Gemeinsam Schule gestalten – Ergebnisse unserer SchiLF 2026

Am 10.02.2026 fand an unserer Schule eine schulinterne Lehrerfortbildung statt. In vielen verschiedenen Arbeitsgruppen, verteilt auf unterschiedliche Standorte, entwickelten die Lehrkräfte engagiert neue Projekte mit dem Ziel, unseren Schulalltag nachhaltig zu verbessern und zugleich spürbar zu erleichtern.


Die Gruppe „Leseförderung“ entwickelte das Konzept für den Aufbau einer kleinen Schulbücherei. Ein bislang ungenutzter Raum wurde dafür ausgeräumt und in eine einladende Bücherei umgewandelt. In Gesprächen mit der Stadtbücherei sowie der örtlichen Buchhandlung „Heuermann“ wurden Ideen zur gezielten Leseförderung gesammelt und das Konzept weiter ausgearbeitet. Ziel ist es, bei unseren Schülerinnen und Schülern die Freude am Lesen zu wecken und ihnen einen ansprechenden Ort zum Entdecken neuer Bücher zu bieten. Die Schulbücherei soll bald für unsere Schüler geöffnet werden.

Eine weitere Gruppe entwickelte ein neues Toilettenkonzept. Ziel ist es, Vandalismus zu reduzieren und zugleich Sauberkeit durch Beteiligung, Prävention und Verantwortungsübernahme nachhaltig zu fördern. Geplant sind unter anderem die Gründung einer Toiletten-AG sowie ein Projekt unter dem Motto „Pimp your Klo“ zum Schuljahresende. Dabei werden ausdrücklich auch Ideen der Schülerinnen und Schüler berücksichtigt, etwa zur Verschönerung der Räume oder zur Bereitstellung von Hygieneartikeln.

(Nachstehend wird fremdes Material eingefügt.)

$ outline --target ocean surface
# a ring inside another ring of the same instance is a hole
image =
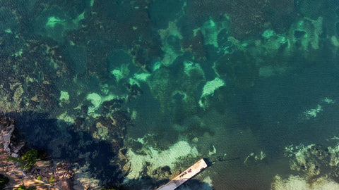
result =
[[[94,189],[339,189],[338,52],[336,0],[0,0],[0,110]]]

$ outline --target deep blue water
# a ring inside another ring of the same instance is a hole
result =
[[[337,183],[338,13],[335,0],[0,1],[0,110],[27,148],[97,188],[150,189],[200,158],[212,164],[179,189]],[[181,141],[198,153],[170,149]],[[311,144],[333,156],[303,155],[315,175],[295,163]]]

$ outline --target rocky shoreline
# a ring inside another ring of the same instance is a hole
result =
[[[25,149],[25,142],[17,139],[16,121],[0,115],[0,174],[9,179],[4,189],[14,189],[20,185],[35,186],[37,189],[84,189],[74,182],[74,172],[65,162],[49,159],[37,160],[29,170],[18,168],[18,164],[8,162],[8,158],[20,158]],[[41,157],[41,156],[40,156]]]

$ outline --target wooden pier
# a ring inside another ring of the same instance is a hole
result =
[[[181,184],[184,183],[186,181],[194,177],[196,175],[198,174],[202,170],[207,167],[207,164],[201,158],[200,160],[196,162],[195,164],[192,165],[191,167],[187,168],[185,171],[179,174],[176,177],[173,178],[168,183],[165,185],[160,186],[159,188],[155,189],[156,190],[174,190],[179,186]]]

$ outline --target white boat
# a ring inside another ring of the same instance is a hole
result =
[[[155,189],[156,190],[174,190],[178,186],[182,185],[183,183],[186,182],[189,179],[194,177],[196,175],[198,174],[201,170],[207,167],[207,164],[201,158],[200,160],[196,162],[195,164],[191,165],[185,171],[179,174],[176,177],[173,178],[168,183],[160,186],[159,188]]]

Aktuell laufen die Ideensammlung sowie die Suche nach geeigneten Sponsoren.

Die Gruppe „Schule ohne Rassismus“ hat Maßnahmen erarbeitet, um Toleranz zu stärken und Diskriminierung im Schulalltag aktiv vorzubeugen. Im Fokus standen unter anderem eine sensible und altersgerechte Sexualerziehung, die Thematisierung sexueller und religiöser Vielfalt sowie der respektvolle Umgang mit kontroversen politischen Themen im Unterricht. Zudem wurden verbindliche und transparente Regelungen zum Umgang mit religiösen Feiertagen wie dem Zuckerfest sowie zur Rücksichtnahme während des Ramadans entwickelt. Begegnungen mit außerschulischen Partnern und Betroffenen, die Teilnahme an Gedenkveranstaltungen sowie gemeinsame interkulturelle Aktivitäten sollen Vorurteile abbauen und das Miteinander stärken. Auch die stärkere Einbindung verschiedener religiöser Gruppen in schulische Veranstaltungen sowie die Idee sozialen Engagements (z.B. Tierheim, Seniorenstift, Krankenhäuser etc.) in höheren Jahrgängen wurden diskutiert. Ziel ist es, Vielfalt als Bereicherung zu leben und eine Schulkultur zu fördern, die von Respekt, Offenheit und gegenseitiger Wertschätzung geprägt ist.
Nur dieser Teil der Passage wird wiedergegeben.